The 2 mg intravaginal gel and the 0.5 mg intracervical gel were equally effective and more effective than the 1 mg intravaginal gel in labor characteristics such as ripening time and cesarean section rate, but not in labor time. However, the failure rate (labor could not be induced) was highest in the intracervical group (10.3%) compared to the intravaginal groups (2.9% and 2.8%), although the differences were not statistically significant. In the two intravaginal groups three and five patients received the third gel application and one patient in both groups could not be induced. In the intracervical group the ripening of the cervix failed in all patients, who received the third gel. The neonatal outcome was uneventful in all groups. There were two cases of uterine hypertonus associated with fetal bradycardia, one in the intracervical and one in the 2 mg intravaginal group. Thus careful fetal monitoring is necessary. Furthermore, the vaginal route has the advantage of an easier technique of administration and obviously lower risk for inadvertent extraamnial instillation.
We recommend the use of multiple applications of 2 mg intravaginal prostaglandin E2 gel as a safe, effective and easy method for preinduction cervical ripening in high-risk pregnancies. More than three gel applications hardly increase the efficacy.

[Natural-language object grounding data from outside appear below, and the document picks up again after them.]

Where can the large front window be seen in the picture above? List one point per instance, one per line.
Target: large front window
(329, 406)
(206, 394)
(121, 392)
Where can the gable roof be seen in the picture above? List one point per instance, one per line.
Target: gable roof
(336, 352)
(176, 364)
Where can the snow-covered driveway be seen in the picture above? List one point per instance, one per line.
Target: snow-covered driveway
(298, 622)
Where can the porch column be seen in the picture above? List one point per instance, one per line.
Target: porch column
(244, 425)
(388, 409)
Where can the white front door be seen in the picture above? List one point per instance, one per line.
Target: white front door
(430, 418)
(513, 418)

尽管有许多关于局部应用前列腺素E2凝胶进行宫颈成熟和引产的比较研究,但该凝胶的安全性、有效性以及合适的给药途径和剂量仍存在争议。
110例高危妊娠且宫颈未成熟的女性接受了前列腺素E2凝胶引产,其中35例经阴道给予1mg凝胶,36例经阴道给予2mg凝胶,39例经宫颈给予0.5mg凝胶,最大给药次数为3次,间隔6小时,用于引产前行宫颈成熟。评估了安全性、有效性和最佳剂量。
2mg经阴道凝胶和0.5mg经宫颈凝胶在宫颈成熟时间和剖宫产率等分娩特征方面同样有效且比1mg经阴道凝胶更有效,但在产程时间方面并非如此。然而,经宫颈组的失败率(无法引产)最高(10.3%),高于经阴道组(2.9%和2.8%),尽管差异无统计学意义。在两个经阴道组中,分别有3例和5例患者接受了第三次凝胶给药,两组各有1例患者无法引产。在经宫颈组中,所有接受第三次凝胶给药的患者宫颈成熟均失败。所有组的新生儿结局均良好。有2例子宫过度收缩伴胎儿心动过缓,1例在经宫颈组,1例在2mg经阴道组。因此,需要仔细监测胎儿。此外,经阴道途径具有给药技术更简便且意外羊膜外滴注风险明显更低的优势。
我们推荐多次应用2mg经阴道前列腺素E2凝胶作为高危妊娠引产前行宫颈成熟的一种安全、有效且简便的方法。超过三次应用凝胶几乎不会增加疗效。